Studenti e migranti, sui treni lombardi boom di rider pendolari

Ogni giorno partono dalle province per raggiungere Milano: "Guadagniamo da vivere pedalando"

Un rider pendolare

Un rider pendolare

Milano, 17 febbraio 2019 - Biciclette e giacche colorati, contenitori termici con i loghi delle società divenute simbolo della gig economy. Partono ogni giorno dalle province lombarde, dai paesi e dalle cittadine dell’hinterland, diretti in treno verso Milano, dove si guadagnano da vivere pedalando. Tornano a casa di sera, dopo le 22, quando finiscono le consegne di cibo in case e uffici della metropoli, mescolandosi tra i frequentatori abituali dei treni serali: impiegati che hanno fatto gli straordinari, giovani di ritorno dai locali della movida, lavoratori fuori dagli orari di punta. Sono rider pendolari, sempre più presenti sui convogli che collegano Milano alle città lombarde. Ci sono studenti che vogliono rendersi indipendenti dai genitori, giovani che non riescono a trovare un’occupazione stabile e per ora si accontentano, stranieri che pedalando riescono a mantenere la famiglia rimasta nel Paese d’origine, richiedenti asilo.
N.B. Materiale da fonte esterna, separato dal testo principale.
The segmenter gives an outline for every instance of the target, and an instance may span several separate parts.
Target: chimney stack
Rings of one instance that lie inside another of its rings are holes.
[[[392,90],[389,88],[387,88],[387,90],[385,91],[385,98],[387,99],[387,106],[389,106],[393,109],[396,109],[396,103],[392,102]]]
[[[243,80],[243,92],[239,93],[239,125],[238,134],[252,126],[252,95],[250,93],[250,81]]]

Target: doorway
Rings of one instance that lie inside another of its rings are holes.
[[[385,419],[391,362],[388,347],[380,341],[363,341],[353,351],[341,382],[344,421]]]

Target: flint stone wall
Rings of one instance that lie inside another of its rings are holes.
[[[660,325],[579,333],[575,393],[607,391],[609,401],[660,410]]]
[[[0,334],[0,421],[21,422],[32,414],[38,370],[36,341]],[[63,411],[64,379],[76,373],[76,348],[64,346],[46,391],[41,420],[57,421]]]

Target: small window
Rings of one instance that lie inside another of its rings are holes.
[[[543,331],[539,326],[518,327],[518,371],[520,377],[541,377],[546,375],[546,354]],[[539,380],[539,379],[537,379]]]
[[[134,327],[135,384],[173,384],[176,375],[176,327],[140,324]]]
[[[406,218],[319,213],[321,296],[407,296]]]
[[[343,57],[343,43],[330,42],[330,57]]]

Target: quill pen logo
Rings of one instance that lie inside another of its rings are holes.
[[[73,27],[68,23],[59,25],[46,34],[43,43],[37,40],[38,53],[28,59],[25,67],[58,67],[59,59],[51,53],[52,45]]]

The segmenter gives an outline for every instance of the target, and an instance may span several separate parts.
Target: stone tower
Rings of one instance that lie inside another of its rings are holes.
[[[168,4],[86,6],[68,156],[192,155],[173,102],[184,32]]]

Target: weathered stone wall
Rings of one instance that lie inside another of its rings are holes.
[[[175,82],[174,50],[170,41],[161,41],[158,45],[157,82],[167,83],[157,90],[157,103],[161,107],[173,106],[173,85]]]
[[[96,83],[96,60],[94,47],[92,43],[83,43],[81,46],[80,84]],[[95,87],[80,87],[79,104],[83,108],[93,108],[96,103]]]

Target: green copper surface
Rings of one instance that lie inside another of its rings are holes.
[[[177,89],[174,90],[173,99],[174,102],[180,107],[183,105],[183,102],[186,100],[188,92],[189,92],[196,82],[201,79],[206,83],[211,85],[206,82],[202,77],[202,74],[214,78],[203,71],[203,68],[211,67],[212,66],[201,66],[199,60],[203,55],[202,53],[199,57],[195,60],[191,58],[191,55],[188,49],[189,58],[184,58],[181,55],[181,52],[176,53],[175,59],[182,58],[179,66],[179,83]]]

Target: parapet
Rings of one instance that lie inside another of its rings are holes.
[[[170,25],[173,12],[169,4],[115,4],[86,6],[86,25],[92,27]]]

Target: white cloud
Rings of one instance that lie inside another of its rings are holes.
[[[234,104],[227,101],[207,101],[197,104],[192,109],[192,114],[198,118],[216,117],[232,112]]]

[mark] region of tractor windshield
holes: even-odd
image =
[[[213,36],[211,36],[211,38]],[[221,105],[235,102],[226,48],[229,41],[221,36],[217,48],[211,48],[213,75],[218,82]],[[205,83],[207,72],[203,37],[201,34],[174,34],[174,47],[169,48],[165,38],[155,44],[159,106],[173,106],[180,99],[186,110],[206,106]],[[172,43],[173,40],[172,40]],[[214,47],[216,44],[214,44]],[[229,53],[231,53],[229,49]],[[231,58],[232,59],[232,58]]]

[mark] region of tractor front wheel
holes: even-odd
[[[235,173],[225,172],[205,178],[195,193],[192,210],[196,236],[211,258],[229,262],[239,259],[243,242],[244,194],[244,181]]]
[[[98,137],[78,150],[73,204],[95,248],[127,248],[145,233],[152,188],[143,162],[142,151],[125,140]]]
«Abito a Varese, ogni giorno carico la mia bicicletta sul treno e vengo a Milano a lavorare», racconta Joseph, 31 anni, che cinque anni fa è arrivato in Italia dal Senegal, dove sono rimasti la moglie e la figlia. «Riesco a guadagnare circa mille euro al mese - prosegue - per vivere e mandare qualche soldo a casa devo fare anche altri lavori, tutti i giorni della settimana. Finora non sono riuscito a trovare impieghi più stabili, almeno lo stipendio da rider arriva puntuale». Per loro vale la flessibilità più estrema: candidature online, nessun vincolo di orari, poche tutele e zero prospettive, un rapporto di lavoro che da un giorno all’altro può terminare. Simboli della gig economy, “economia dei lavoretti”, che coinvolge sempre più persone: in Italia, secondo gli ultimi rilievi, sono circa 10mila i rider. E Milano è la capitale di questo modello di lavoro.

«Per noi è quasi un passatempo», spiegano Matteo e Simone, sul treno che collega Milano a Saronno. «Stiamo studiando all’università - proseguono - per ora va bene così, anche perché ci piace andare in bicicletta. Per tanti, però, questo è un lavoro vero». Per ripararsi dal freddo nelle sere d’inverno usano guanti, maglie termiche e cappelli. Le loro biciclette occupano lo spazio tra due carrozze, sul convoglio di Trenord. «Io prendo cinque euro fissi all’ora - racconta Simone - altri sono pagati sulla base dei chilometri percorsi, il centro è la zona migliore. Mi capita di lavorare anche dopo le 23, perché la gente ormai ordina da mangiare a tutte le ore». Tra i rider pendolari circolano leggende, come quella di chi riesce e a guadagnare fino a cinquemila euro al mese a partita Iva. E il posto fisso appare un miraggio. «Non voglio fare questo lavoro per tutta la vita - sottolinea Angelo, 28 anni, originario dell’Ecuador -. Meglio andare in fabbrica, almeno lì se ti fai male non ti scaricano. Poi mi hanno rubato la bicicletta mentre lavoravo, e ho dovuto ricomprarla. Tutti parlano, ma finora nessuno si è mosso per i nostri diritti».